絶望の中で 

 それ以来絶対会わないと、二度と会うものかと決めたのに。


 高校はゾンビバスター養成学校入った俺は、全寮制で、やっとあの親父の監視下から外れることが出来た。
 ここにいる間は自由なんだと、自分に課された「聖戦士」になるための試練に喜んで打ち込んだ。

 全てがうまくいくと、思った矢先――。
 新入生の中に、同じ血を分けた弟の姿を見つけた。

 うそだろ?
 平穏だった俺の心が凍りつく。

 俺の前で俺と同じ声で、幸せそうに笑うお前の顔など、見たくもない。

 俺がなにをした? なぜ、俺の前に現われる?

 元々口数の少ない俺は、ますます無口になっていく。
 
 そして―――。
 1学年から初の『マリアさま』が誕生した。
 ひとみのことだ。
 そのチームに、弟の姿はあった。 
 後から来たあいつのほうが名誉を手にして、先に寮を出るのか。
 どんなに頑張ろうと俺には一生陽はあたらないのか? 日陰で暮らすしかないのか。
 どす黒い気持ちが心の中に広がっていく中で、突然呼び出された校長と一緒にいたのは、俺にこんないやな気持ちを教えた親父だった。 

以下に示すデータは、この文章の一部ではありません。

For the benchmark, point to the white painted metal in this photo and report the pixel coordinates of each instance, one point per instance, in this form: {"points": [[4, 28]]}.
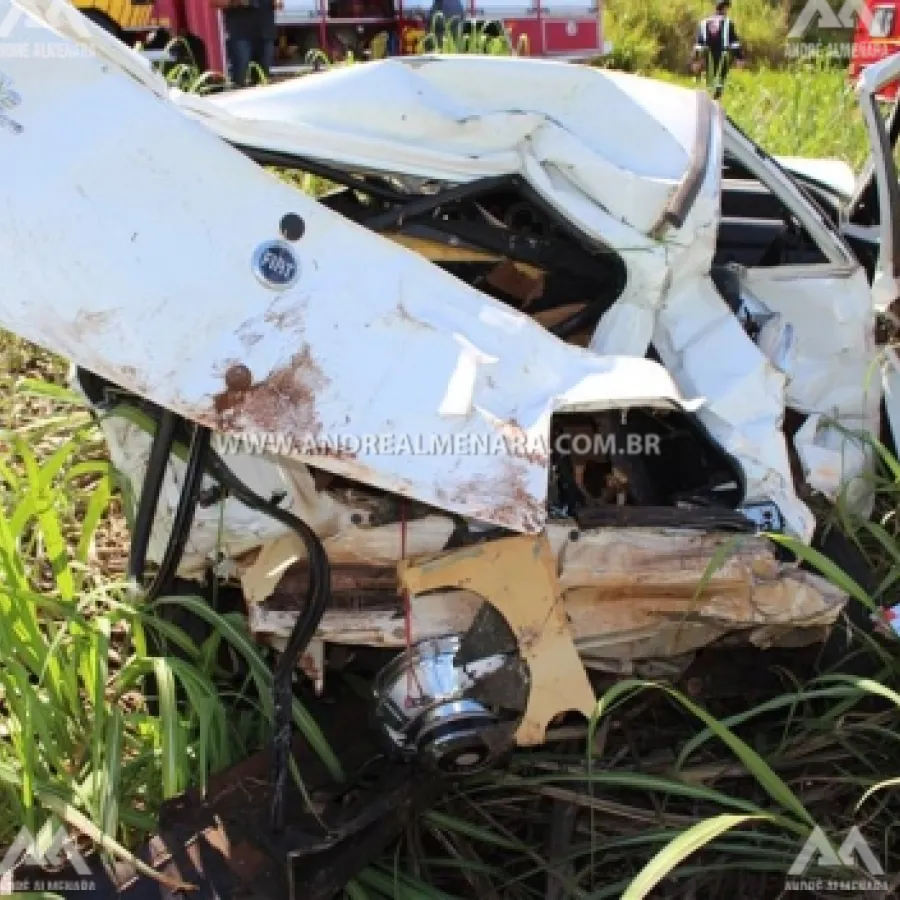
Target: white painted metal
{"points": [[113, 184], [126, 244]]}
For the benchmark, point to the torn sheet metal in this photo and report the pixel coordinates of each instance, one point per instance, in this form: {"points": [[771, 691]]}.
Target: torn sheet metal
{"points": [[630, 594], [432, 358], [389, 346]]}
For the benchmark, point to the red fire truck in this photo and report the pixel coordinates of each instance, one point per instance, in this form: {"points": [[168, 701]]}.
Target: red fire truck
{"points": [[371, 29], [876, 36]]}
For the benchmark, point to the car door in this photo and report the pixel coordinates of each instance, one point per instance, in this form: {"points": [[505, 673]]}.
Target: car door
{"points": [[817, 285]]}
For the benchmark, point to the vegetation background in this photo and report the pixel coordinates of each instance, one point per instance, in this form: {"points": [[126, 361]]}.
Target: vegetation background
{"points": [[107, 707]]}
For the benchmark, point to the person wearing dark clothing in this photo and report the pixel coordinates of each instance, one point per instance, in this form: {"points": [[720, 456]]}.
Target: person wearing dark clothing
{"points": [[250, 36], [446, 15], [717, 44]]}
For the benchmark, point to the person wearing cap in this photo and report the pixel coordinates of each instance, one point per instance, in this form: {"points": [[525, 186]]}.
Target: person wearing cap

「君の弟くんが『救世主』を辞退した。したがって君が代わりに行く気はないかね?」
 
 校長の声に驚いて顔を上げると、

「無事救世主として任務を全うし、帰還してきたお前には私の会社を継いでもらう」

 なにを血迷ったのか、親父がそんなことを言い出した。

「光成には失望した。やはり有能な者が私の後を継ぐべきなのだ」

 あっちがダメならこっちかよ?
 ふざけるな! 
 俺らは捨て駒なんかじゃない‼

 お前の後を継ぐなんて冗談じゃない‼
 望まれて、操り人形のように俺が素直に従うとでも思ってるのか? 

 だったら……

 生きて帰ってきて

 あんたの会社、のっとってやるよ――。